The bank in a circular dated July 3 said lenders who fall short of a target minimum loan-to-deposit ratio of 60% by September would have to maintain higher cash reserves.
The bank is seeking to boost credit to businesses and consumers after a recent recession in Africa’s biggest economy muted lending. Nigeria’s economy has since recovered from that contraction, but lending has not returned as growth is slow and banks prefer to pack cash in risk-free government securities rather than lend to businesses and consumers.
“Failure to meet the above minimum (loan-to-deposit ratio) … shall result in a levy of additional cash reserve requirement equal to 50% of the lending shortfall,” the bank said.
The new loan ratio will be subject to quarterly review, the bank said.
Several Nigerian banks had set ambitious expansion targets before an oil price collapse mid-2014. Some have decided to conserve their capital at the expense of higher profits through lending.
“There is no way we would not see a pick-up in problematic loans going forward with this circular,” one analyst said. “There is a possibility of repricing of loans … which would have an impact on margins.” The bad loan ratio has dropped to around 9% from double digits at the peak of a recession but still above a central bank target of 5%.

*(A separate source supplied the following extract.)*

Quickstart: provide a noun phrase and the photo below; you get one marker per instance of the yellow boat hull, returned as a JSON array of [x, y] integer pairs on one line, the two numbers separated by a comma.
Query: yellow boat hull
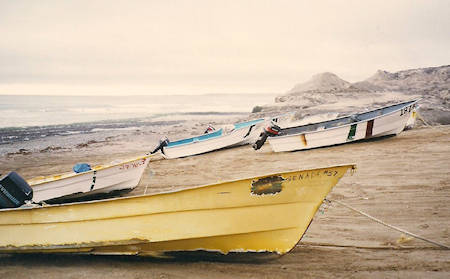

Lenders have failed to expand borrowing in Nigeria, blaming a weak economy after the oil price crash triggered a recession and a currency crisis made loans go sour.
Last week, the central bank said it would pursue a recapitalisation of the banking sector over the next five years after a series of currency devaluations weakened bank capital.
One banking analyst said the new lending rule risked taking Nigeria back to the days when the central bank determined credit allocation, such as in 1984 when President Muhammadu Buhari was military leader.
Buhari won re-election in February and has pledged to get the economy growing again. But he has failed to set up a cabinet four months after winning a second term.
The regulator has also kept cash ratios high to maintain tight liquidity to curb inflation, attract foreign investors into bonds and support the currency. A policy has encouraged banks to lend more to government. Private sector credit growth has been negative for several years.
Some doubted the new policy would boost lending as banks would have to ramp up loans to meet the target or cut deposits.
Lenders with smaller deposit bases such as Fidelity Bank and FCMB are already compliant, analysts say while Access Bank which bought Diamond Bank this year, may not much room to grow loans.
Top tier lenders may need to issue new loans of almost one trillion naira, analysts say, with FBN Holding and UBA most affected, analysts say.